不过五条悟既然都已经是板上钉钉的下一任家主了……居山晴树用一言难尽的眼神扫了他一眼:“那为什么你要怕一个看门的大爷。”
五条悟:“我那是怕吗?”
“我那是尊敬, 尊敬!”他强调道,“你懂什么叫做尊老爱幼吗你。”
看门的这大爷算是五条家难得开明的老头,他也没道理上去就怼人家啊。
居山晴树的眼神更加一言难尽了。
要不是他之前跟五条悟当过一年多的同学,知道他一向把咒术界的那些上了年纪的长老分类为眼睛在天上的蠢货、世袭的蠢货、蠢而不自知的从蠢货和德不配位的蠢货,然后将这些在他眼里全是蠢货的人统称为腐烂的皱皮橘子,他还真就信他尊老爱幼了。

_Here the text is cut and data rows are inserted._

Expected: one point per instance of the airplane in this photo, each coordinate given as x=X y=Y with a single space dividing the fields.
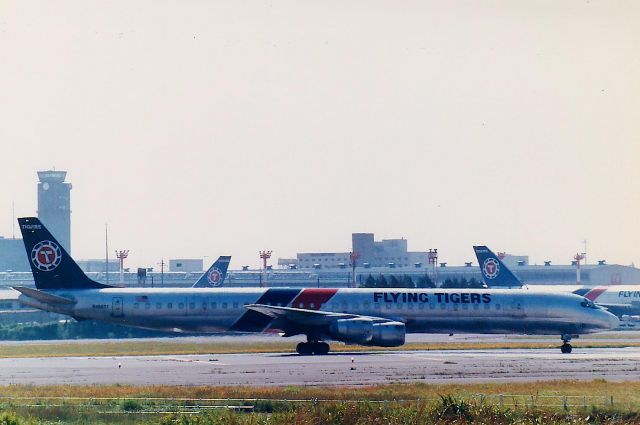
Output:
x=620 y=300
x=369 y=317
x=215 y=275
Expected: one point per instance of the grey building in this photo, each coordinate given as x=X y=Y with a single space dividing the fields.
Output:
x=54 y=205
x=185 y=265
x=372 y=253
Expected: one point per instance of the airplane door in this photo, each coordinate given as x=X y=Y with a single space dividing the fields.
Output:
x=517 y=308
x=116 y=307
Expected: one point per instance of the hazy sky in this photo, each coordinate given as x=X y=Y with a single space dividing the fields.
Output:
x=201 y=128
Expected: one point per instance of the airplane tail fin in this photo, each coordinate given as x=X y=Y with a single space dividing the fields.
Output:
x=494 y=272
x=52 y=266
x=214 y=277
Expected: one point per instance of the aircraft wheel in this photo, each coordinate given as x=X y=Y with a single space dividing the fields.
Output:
x=321 y=349
x=304 y=349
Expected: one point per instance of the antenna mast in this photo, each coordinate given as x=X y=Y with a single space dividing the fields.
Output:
x=106 y=247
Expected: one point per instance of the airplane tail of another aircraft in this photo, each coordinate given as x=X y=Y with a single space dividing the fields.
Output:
x=494 y=272
x=214 y=277
x=52 y=266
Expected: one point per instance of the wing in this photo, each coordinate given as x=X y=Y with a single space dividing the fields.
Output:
x=309 y=318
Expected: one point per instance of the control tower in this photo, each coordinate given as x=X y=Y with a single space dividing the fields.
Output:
x=54 y=205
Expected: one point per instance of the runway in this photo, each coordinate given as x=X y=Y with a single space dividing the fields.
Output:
x=343 y=369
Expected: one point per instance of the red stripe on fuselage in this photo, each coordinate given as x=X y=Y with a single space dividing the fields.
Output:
x=594 y=293
x=312 y=298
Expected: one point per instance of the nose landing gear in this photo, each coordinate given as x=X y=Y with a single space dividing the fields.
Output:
x=310 y=348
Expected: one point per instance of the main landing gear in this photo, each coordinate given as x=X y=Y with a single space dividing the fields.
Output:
x=565 y=348
x=317 y=348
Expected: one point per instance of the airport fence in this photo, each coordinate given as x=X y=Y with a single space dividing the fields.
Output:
x=166 y=405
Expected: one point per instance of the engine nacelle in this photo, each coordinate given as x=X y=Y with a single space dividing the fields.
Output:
x=388 y=334
x=352 y=330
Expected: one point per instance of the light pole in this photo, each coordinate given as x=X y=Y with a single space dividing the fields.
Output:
x=578 y=257
x=433 y=260
x=265 y=255
x=121 y=255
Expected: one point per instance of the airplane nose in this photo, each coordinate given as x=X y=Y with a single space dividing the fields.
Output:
x=610 y=321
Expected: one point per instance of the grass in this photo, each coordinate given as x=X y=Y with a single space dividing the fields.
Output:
x=145 y=348
x=447 y=404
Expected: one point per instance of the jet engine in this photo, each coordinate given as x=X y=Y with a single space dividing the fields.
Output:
x=352 y=330
x=388 y=334
x=367 y=332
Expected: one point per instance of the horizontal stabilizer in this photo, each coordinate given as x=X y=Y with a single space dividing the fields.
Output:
x=44 y=297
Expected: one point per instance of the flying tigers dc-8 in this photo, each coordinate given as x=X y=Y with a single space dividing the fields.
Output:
x=370 y=317
x=621 y=300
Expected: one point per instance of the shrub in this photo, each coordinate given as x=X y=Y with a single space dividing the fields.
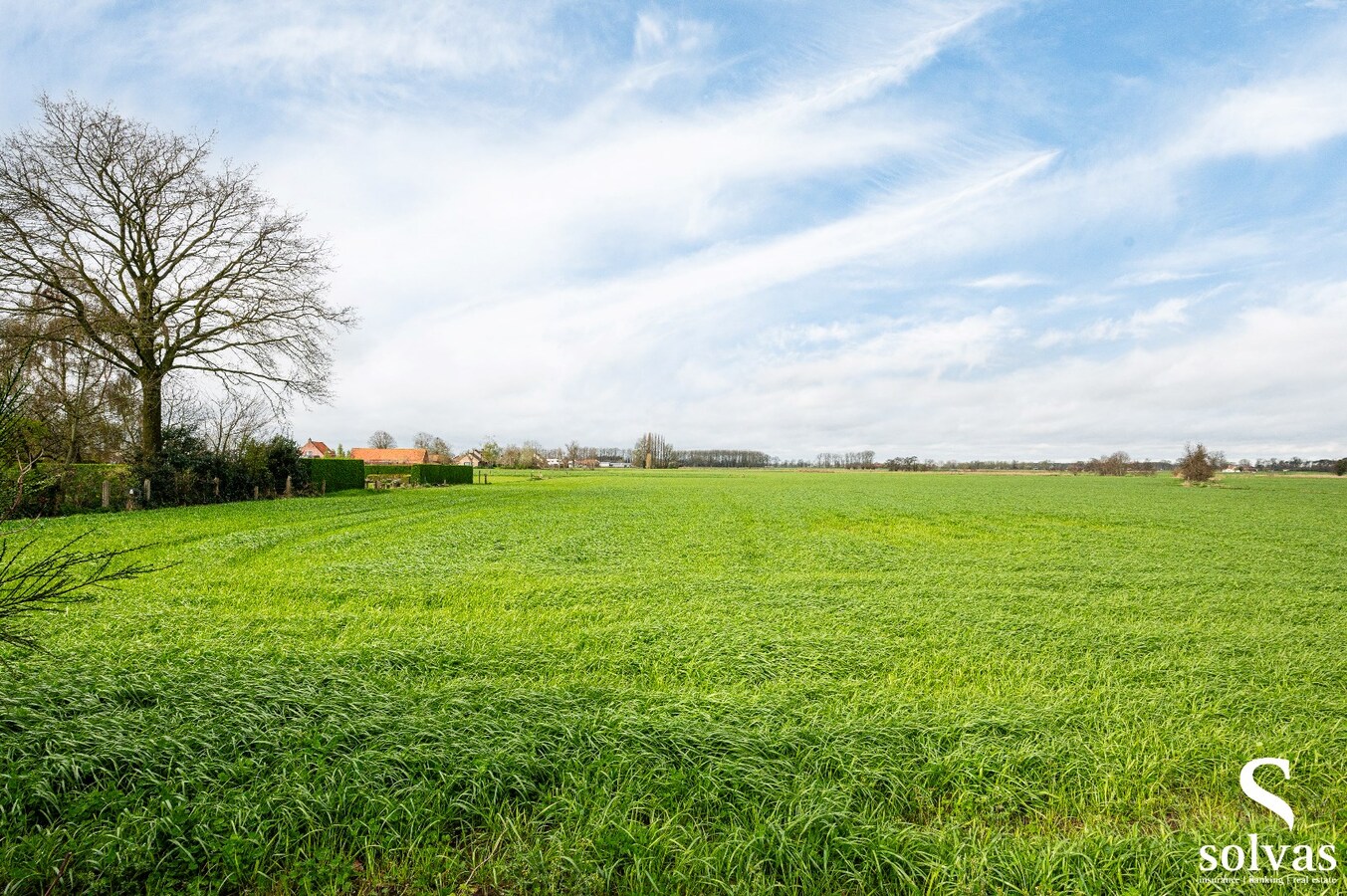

档案室里的光线昏暗,看门大爷关上门之后里面的可见度又降回了两人一开始翻墙进来时的样子, 五条悟理直气壮的忽略了居山晴树一言难尽的视线。
五条悟的脸皮厚度一直是个迷,居山晴树沉默了一瞬间,决定愉快的跳过这个话题。
他毫不怀疑继续问下去,五条悟还能再跟他扯十分钟的犊子。
“点灯开工。”居山晴树打了个响指理所当然的吩咐道。
“你以为你享受的是谁的照明, ”五条悟一边用咒力继续制造出微弱的光亮一边碎碎念,“你享受的是当今咒术界最强的照明。”
这怎么没完了还。
“尊老爱幼,”居山晴树一边用咒力小心翼翼从顶层取下来一本书一边回敬道, “麻烦尊一下我好吗?”
“我也是活了一千多年的千岁老人了。”
五条悟:“你要知道……老而不死是为贼。”
居山晴树:???
“不要拿人类的标准衡量我们诅咒好吗?”
“理论上如果产生我的负面情绪不消失人类不灭绝, 我活的久了能送走你曾曾曾孙。”
“不过……”居山晴树从书上移开视线, 借着五条悟给他点的这点瞎的什么都看不清的光线认认真真的端详了他一下,“你这性格真能找到女朋友吗?”
五条悟:???
“你看着五条大帅哥的脸再说一遍?”
“看不见,”居山晴树翻了个白眼,“就这点光, 我什么都看不见。”
五条悟给他点的这光暗的人要瞎掉,又不肯让他来用咒力点灯,美名其曰五条家千年的传承一屋子文物,他要是一个控制不住亮度变大了岂不是就把这些拿出去都能放在博物馆里的文物给毁了。
于是现在五条大少爷也就在理直气壮的摸鱼,一边用咒力维持这那点豆大的烛光一边跟居山晴树斗嘴。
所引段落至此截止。